The generic-fuzz target is capable of fuzzing devices over their PIO, MMIO,
and DMA input-spaces. To apply the generic-fuzz to a device, we need to define
two env-variables, at minimum:
* ``QEMU_FUZZ_ARGS=`` is the set of QEMU arguments used to configure a machine, with
the device attached. For example, if we want to fuzz the virtio-net device
attached to a pc-i440fx machine, we can specify::
QEMU_FUZZ_ARGS="-M pc -nodefaults -netdev user,id=user0 \
-device virtio-net,netdev=user0"
* ``QEMU_FUZZ_OBJECTS=`` is a set of space-delimited strings used to identify
the MemoryRegions that will be fuzzed. These strings are compared against
MemoryRegion names and MemoryRegion owner names, to decide whether each
MemoryRegion should be fuzzed. These strings support globbing. For the
virtio-net example, we could use one of ::
QEMU_FUZZ_OBJECTS='virtio-net'
QEMU_FUZZ_OBJECTS='virtio*'
QEMU_FUZZ_OBJECTS='virtio* pcspk' # Fuzz the virtio devices and the speaker
QEMU_FUZZ_OBJECTS='*' # Fuzz the whole machine``
The ``"info mtree"`` and ``"info qom-tree"`` monitor commands can be especially
useful for identifying the ``MemoryRegion`` and ``Object`` names used for
matching.
As a generic rule-of-thumb, the more ``MemoryRegions``/Devices we match, the
greater the input-space, and the smaller the probability of finding crashing
inputs for individual devices.
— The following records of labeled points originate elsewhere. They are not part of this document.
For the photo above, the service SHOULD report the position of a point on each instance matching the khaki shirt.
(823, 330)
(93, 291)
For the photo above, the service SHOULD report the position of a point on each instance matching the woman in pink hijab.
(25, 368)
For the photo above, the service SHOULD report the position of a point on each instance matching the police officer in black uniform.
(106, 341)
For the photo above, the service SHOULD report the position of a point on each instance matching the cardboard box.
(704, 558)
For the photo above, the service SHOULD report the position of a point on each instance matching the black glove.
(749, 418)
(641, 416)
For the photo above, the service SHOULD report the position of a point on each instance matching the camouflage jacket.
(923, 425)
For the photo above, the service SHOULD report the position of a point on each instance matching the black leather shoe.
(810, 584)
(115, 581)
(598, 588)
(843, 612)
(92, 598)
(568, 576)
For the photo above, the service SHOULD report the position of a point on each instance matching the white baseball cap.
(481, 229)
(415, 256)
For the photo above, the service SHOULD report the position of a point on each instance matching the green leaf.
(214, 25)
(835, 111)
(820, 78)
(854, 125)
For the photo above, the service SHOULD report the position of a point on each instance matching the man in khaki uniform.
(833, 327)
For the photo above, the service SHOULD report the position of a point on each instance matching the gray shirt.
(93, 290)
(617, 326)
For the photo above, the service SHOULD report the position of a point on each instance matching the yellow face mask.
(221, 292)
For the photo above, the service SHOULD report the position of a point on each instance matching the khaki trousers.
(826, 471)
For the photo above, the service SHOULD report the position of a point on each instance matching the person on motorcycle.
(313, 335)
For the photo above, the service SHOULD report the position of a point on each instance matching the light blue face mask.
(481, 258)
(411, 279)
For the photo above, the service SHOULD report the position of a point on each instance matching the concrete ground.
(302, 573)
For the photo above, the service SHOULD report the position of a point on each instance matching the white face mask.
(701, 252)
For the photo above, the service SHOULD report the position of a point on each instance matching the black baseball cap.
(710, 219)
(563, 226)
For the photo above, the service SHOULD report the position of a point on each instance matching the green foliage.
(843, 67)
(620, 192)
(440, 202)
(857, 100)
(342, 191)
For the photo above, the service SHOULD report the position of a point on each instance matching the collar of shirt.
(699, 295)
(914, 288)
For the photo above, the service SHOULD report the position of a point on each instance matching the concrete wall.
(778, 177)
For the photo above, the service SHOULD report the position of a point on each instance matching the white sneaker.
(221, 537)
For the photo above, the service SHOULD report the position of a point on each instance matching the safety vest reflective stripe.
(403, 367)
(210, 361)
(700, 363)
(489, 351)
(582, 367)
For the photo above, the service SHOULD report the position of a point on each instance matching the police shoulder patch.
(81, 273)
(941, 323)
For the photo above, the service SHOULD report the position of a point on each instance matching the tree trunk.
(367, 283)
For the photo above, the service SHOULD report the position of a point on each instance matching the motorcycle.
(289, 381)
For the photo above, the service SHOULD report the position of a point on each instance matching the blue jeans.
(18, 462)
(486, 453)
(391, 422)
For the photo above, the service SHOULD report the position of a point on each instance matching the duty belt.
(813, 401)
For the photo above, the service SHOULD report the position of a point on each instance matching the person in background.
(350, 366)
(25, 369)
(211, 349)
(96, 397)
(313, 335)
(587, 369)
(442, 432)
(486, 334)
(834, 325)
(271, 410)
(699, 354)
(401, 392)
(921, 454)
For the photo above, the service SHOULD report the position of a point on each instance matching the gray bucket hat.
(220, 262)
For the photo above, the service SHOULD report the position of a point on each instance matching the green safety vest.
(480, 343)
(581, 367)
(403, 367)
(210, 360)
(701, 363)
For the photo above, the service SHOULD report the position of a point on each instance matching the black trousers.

As such, it is usually a good idea to limit the
fuzzer to only a few ``MemoryRegions``.
To ensure that these env variables have been configured correctly, we can use::
./qemu-fuzz-i386 --fuzz-target=generic-fuzz -runs=0
The output should contain a complete list of matched MemoryRegions.
OSS-Fuzz
--------
QEMU is continuously fuzzed on `OSS-Fuzz` __(https://github.com/google/oss-fuzz).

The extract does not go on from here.